Crises militaires en Côte d'Ivoire: quelles solutions?
Le Ministre Auprès du Président de la République, chargé de la Défense, M. DONWAHI.
La ville de Bouaké au centre de la Côte d'Ivoire, connaît sa troisième journée de "siège" depuis les manifestations des soldats mécontents. A l'heure où nous écrivons ce post, un état précis de la situation dans les autres villes n'est pas évident à établir, tant les informations sont diffuses et contradictoires. A priori, les villes d'Abidjan et de Yamoussoukro ne sont pas à cet instant touchées par cette grogne. La révolte sur Abidjan n'aura duré que 24h, car maitrisée par les autorités compétentes. Que comprendre de cet énième mouvement d'humeur qui une fois de plus affaibli l'institution militaire et décrédibilise l'autorité politique? Comment sortir définitivement de cette spirale d'incivisme?
Au mois de janvier dernier, lors de la première manifestation de mécontentement des 8400 soldats, nous avions publié un article analysant la situation mais surtout prônant modestement un ensemble de mesures pour sécuriser l'avenir. Comme disait une illustre personnalité, "on n'oublie pas le passé mais on le dépasse". L'enjeu pour le gouvernement à l'heure d'une énième grogne, celle-ci davantage violente eu égard au nombre de blessés, est de savoir si des leçons ont été apprises de la crise de janvier 2017, mais surtout qu'elles ont été les mesures de prévention mises en place pour éviter d'entacher la paix sociale?
Le Ministre Auprès du Président de la République, chargé de la Défense, a annoncé récemment les mesures prises et celles envisagées pour améliorer le quotidien des soldats. On constate donc, à la suite de l'énumération de ces mesures que des efforts ont été faits, pour consacrer une plus grande part des investissements aux conditions de travail et de vie des soldats. De la réhabilitation des casernes, au réaménagement de la chaîne de commandement, en passant par la prise en compte d'une partie de leurs revendications financières, les soldats mécontents ont reçu l'attention du gouvernement. Cependant, une rupture est donc nette entre la posture du gouvernement de janvier 2017 et celle de mai 2017. Ces dernières heures, le choix de la fermeté a été fait, pour contenir et étouffer la grogne mais surtout pour préserver la crédibilité de l'autorité politique et les valeurs républicaines.
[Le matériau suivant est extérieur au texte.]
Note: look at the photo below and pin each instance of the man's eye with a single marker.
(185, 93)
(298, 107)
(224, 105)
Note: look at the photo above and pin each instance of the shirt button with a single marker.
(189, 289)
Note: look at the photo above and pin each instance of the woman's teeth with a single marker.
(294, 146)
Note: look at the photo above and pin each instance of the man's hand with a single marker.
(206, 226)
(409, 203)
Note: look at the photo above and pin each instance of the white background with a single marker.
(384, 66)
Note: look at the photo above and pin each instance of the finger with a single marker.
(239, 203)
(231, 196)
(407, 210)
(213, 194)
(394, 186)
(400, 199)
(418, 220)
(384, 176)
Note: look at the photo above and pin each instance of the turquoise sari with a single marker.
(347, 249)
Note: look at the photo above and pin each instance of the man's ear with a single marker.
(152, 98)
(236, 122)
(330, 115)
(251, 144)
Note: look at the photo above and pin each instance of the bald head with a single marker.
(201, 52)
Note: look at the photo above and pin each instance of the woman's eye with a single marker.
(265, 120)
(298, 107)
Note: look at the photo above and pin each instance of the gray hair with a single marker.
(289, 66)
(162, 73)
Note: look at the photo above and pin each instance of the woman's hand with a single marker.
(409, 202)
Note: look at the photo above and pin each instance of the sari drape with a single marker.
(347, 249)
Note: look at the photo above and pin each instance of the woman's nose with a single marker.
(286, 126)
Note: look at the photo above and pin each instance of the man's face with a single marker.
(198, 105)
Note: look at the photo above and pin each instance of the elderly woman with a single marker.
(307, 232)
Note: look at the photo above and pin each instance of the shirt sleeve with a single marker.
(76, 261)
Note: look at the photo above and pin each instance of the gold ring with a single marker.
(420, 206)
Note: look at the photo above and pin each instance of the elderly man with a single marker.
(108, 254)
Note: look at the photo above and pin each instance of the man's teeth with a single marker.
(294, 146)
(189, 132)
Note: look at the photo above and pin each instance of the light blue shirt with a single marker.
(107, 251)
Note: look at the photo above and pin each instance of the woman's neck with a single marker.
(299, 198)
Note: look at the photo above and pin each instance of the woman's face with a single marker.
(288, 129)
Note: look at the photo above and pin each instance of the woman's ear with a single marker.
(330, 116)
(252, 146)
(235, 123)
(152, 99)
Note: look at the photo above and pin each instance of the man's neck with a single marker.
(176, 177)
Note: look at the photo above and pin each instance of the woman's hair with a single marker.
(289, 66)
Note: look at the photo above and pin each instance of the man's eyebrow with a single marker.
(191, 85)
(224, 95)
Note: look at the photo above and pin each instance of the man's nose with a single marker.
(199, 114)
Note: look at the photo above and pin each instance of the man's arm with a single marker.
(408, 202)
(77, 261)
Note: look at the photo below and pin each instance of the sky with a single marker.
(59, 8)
Sans préjuger de l'issue de cette grogne concentrée sur la ville de Bouaké pour l'instant, il nous semble utile, d'humblement rappeler l'essentiel à prendre en compte pour mieux assurer la gouvernance du secteur de la défense en Côte d'Ivoire: 1/ créer un programme permanent de promotion du civisme et des valeurs républicaines au sein des casernes militaires; 2/ mettre l'accent sur la veille stratégique avec une prise en compte des indicateurs de tensions probables afin d'en anticiper les effets; 3/ extraire rapidement et conformément à la Loi de Programmation Militaire, les casernes hors des villes pour limiter l'impact d'éventuels soulèvements; 4/ créer le corps de la police militaire au sein de l'institution de défense et le doter de moyens de prévention et de répression adéquats; 5/ procéder à un vaste programme de rotation des effectifs militaires sur l'ensemble du territoire; 6/ confier aux services d'inspection et de contrôle des armées, de réaliser un audit des questions de ressources humaines et de solde dans leur ensemble; 7/ conduire de façon trimestrielle des enquêtes sur les conditions de vie des soldats et évaluer leur évolution; 8/ mettre en place des mécanismes de gouvernance des questions de grades et de carrières des militaires; 9/ créer ou redynamiser le bureau dédié au suivi des carrières des militaires; 10/ créer le référentiel des emplois et compétences du ministère de la Défense; 11/ mettre en mission les inspections et contrôles, pour assurer un minimum de veille en gouvernance, dans toutes les emprises militaires; 12/ accélérer la mise en œuvre de la Loi de Programmation Militaire particulièrement en son volet infrastructures et ressources humaines; 13/ appliquer sans complaisance la législation militaire face aux délits divers; 14/ nommer des médiateurs militaires dans chaque caserne; 15/ procéder à une évaluation de la mise en oeuvre de la Réforme du Secteur de la Sécurité et corriger ses faiblesses.